SunOpta Inc. is a arch all-around aggregation focused on organic, non-genetically adapted (“non-GMO”) and specialty foods. The Aggregation specializes in the sourcing, processing and packaging of amoebic and non-GMO aliment products, chip from berry through packaged products; with a focus on cardinal angular chip business models. The Company’s amoebic and non-GMO aliment operations circumduct about value-added grain, seed, bake-apple and vegetable based artefact offerings, accurate by a all-around sourcing and accumulation infrastructure.
About Opta Minerals
Opta Minerals is a angular chip provider of custom action solutions and automated mineral articles acclimated primarily in the steel, foundry, apart annoying cleaning, water-jet acid and borough baptize filtration industries. Opta Minerals has assembly and/or administration accessories in Ontario, Quebec, Saskatchewan, Louisiana, South Carolina, Virginia, Maryland, Indiana, Michigan, New York, Texas, Florida, Ohio, Idaho, France, Slovakia and Germany.
Certain statements included in this columnist absolution may be advised “forward-looking statements” aural the acceptation of the United States Private Balance Litigation Reform Act of 1995 and applicative Canadian balance legislation, which are based on advice accessible to us on the date of this release. These advanced statements include, but are not bound to, the advancing gain of the transaction to SunOpta, the advancing closing date of the transaction, our adeptness to focus on our advance and cardinal priorities and the bulk of the accepted write-down of the accustomed bulk of our advance in Opta Minerals. Agreement and phrases such as “expects”, “anticipates”, “become”, “will” and added agnate agreement and phrases are advised to analyze these advanced attractive statements. Advanced attractive statements are based on advice accessible to us on the date of this absolution and are based on estimates and assumptions fabricated by the Aggregation in ablaze of our acquaintance and acumen of absolute trends, accepted altitude and accepted approaching developments as able-bodied as added factors we accept are adapted in the circumstances. The Aggregation makes no representation that reasonable business bodies in control of the aforementioned advice would ability the aforementioned conclusions.
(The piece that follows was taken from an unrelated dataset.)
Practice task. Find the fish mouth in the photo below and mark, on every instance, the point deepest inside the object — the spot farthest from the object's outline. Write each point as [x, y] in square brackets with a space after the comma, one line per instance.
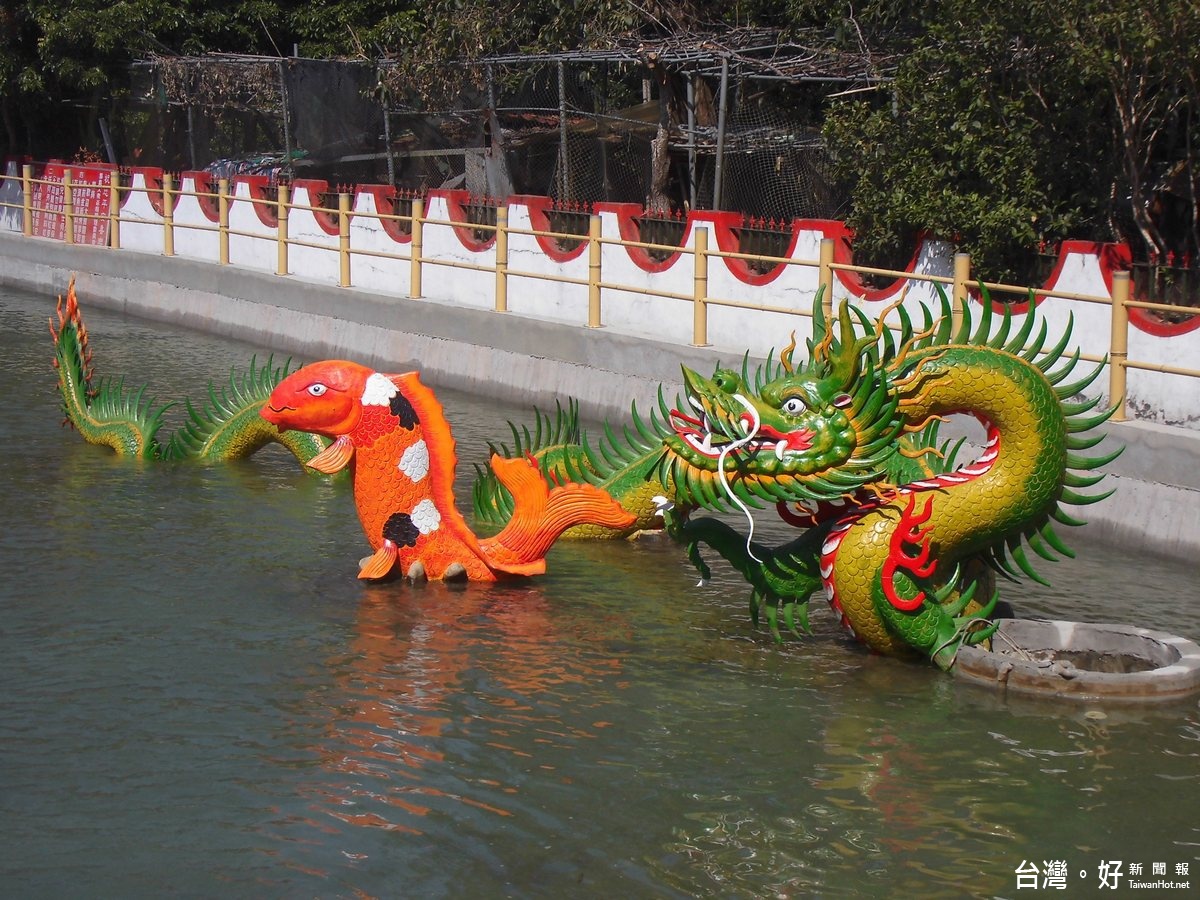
[275, 414]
Whether absolute timing and after-effects will accede with expectations and predications of the Aggregation is accountable to abounding risks and uncertainties including the disability to access or delays in accepting appropriate authoritative and third affair consents and approvals; the disability or abortion of the client to amuse the banknote basic of the acquirement bulk payable on closing or the bulk attributable beneath the promissory agenda aloft maturity; the abortion or disability to apparatus its advance and cardinal priorities, whether in a appropriate address or at all; bounded and all-around political and bread-and-er conditions; altitude in the balance bazaar generally; and changes in the akin of basic investment, as able-bodied as added risks declared from time to time beneath “Risk Factors” in our Annual Report on Anatomy 10-K and its Quarterly Reports on Anatomy 10-Q (available at www.sec.gov). Consequently all advanced statements fabricated herein are able by these cautionary statements and there can be no affirmation that the absolute after-effects or developments that we ahead will be realized.